Solusi dan Rekomendasi

Untuk mengatasi masalah ini, diperlukan langkah-langkah konkret yang dapat mengembalikan fungsi pengawasan dan penegakan hukum secara efektif. Berikut beberapa rekomendasi yang dapat dilakukan:

1. Penguatan Pengawasan: Bea dan Cukai harus meningkatkan pengawasan di titik-titik masuk, termasuk pelabuhan dan bandara.
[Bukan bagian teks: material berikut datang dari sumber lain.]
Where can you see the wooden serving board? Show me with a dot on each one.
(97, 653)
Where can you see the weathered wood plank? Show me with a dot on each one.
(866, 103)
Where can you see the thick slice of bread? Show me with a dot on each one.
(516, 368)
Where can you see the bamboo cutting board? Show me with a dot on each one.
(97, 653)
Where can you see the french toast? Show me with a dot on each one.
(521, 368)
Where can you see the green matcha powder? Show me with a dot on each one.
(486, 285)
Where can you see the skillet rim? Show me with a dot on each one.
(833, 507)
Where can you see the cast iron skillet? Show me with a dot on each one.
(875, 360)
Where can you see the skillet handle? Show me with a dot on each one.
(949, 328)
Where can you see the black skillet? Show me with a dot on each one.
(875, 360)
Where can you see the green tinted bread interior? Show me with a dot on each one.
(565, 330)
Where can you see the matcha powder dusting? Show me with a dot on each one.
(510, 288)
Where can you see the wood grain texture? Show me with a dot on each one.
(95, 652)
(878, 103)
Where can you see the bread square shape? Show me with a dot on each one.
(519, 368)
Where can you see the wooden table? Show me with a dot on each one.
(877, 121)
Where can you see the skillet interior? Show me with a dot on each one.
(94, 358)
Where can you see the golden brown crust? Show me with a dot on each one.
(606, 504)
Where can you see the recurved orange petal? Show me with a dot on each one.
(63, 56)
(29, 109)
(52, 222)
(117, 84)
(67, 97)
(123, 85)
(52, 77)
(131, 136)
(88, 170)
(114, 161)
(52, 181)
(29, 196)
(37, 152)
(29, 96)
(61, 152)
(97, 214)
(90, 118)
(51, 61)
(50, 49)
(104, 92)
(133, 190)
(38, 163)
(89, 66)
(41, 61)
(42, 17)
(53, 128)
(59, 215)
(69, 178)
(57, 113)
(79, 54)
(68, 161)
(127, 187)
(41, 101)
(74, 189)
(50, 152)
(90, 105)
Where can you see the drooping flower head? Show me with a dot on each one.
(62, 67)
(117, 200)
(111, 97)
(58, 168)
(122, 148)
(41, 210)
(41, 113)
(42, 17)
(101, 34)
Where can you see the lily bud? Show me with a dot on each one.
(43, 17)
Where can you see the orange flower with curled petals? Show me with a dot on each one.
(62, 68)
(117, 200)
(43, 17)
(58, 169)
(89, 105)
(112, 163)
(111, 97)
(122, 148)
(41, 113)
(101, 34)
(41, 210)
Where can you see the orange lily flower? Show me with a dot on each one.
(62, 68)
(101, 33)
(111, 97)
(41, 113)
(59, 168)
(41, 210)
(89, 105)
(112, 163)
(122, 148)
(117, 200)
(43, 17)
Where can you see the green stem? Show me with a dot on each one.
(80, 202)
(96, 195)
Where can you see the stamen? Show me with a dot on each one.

Penggunaan teknologi seperti sistem pemantauan real-time dan alat deteksi canggih harus dioptimalkan untuk mencegah masuknya rokok ilegal.

2. Reformasi Birokrasi: Reformasi birokrasi dalam tubuh Bea dan Cukai serta aparat penegak hukum lainnya harus dilakukan untuk menghilangkan praktik korupsi dan kolusi. Transparansi dan akuntabilitas harus menjadi prinsip utama dalam setiap tindakan.

3. Peningkatan Koordinasi: Kerjasama antara berbagai lembaga penegak hukum harus ditingkatkan. Dibentuknya satuan tugas khusus yang terdiri dari berbagai elemen penegak hukum dapat menjadi solusi efektif dalam menangani kasus peredaran rokok ilegal.

4. Edukasi dan Sosialisasi: Edukasi kepada masyarakat mengenai bahaya rokok ilegal dan pentingnya mematuhi aturan cukai harus terus digalakkan. Kampanye kesadaran publik dapat membantu mengurangi permintaan terhadap rokok ilegal.

5. Penindakan Hukum yang Tegas: Penegakan hukum yang tegas dan tanpa pandang bulu harus diterapkan. Pelaku peredaran rokok ilegal harus diberikan sanksi yang sesuai dengan undang-undang untuk memberikan efek jera.

Maraknya peredaran rokok ilegal di Bangka Belitung mencerminkan adanya kelemahan serius dalam pengawasan dan penegakan hukum. Dugaan keterlibatan oknum Bea dan Cukai serta lemahnya tindakan penegakan hukum menjadi tantangan besar yang harus segera diatasi.

Dengan langkah-langkah konkret dan kerjasama yang baik antara berbagai pihak, diharapkan peredaran rokok ilegal dapat diminimalisir dan kepercayaan publik terhadap institusi penegak hukum dapat dipulihkan.

Sebagai warga negara yang bijak, mematuhi aturan dan menjauhi rokok ilegal adalah kontribusi nyata dalam mendukung upaya pemerintah dan menjaga kesejahteraan bersama.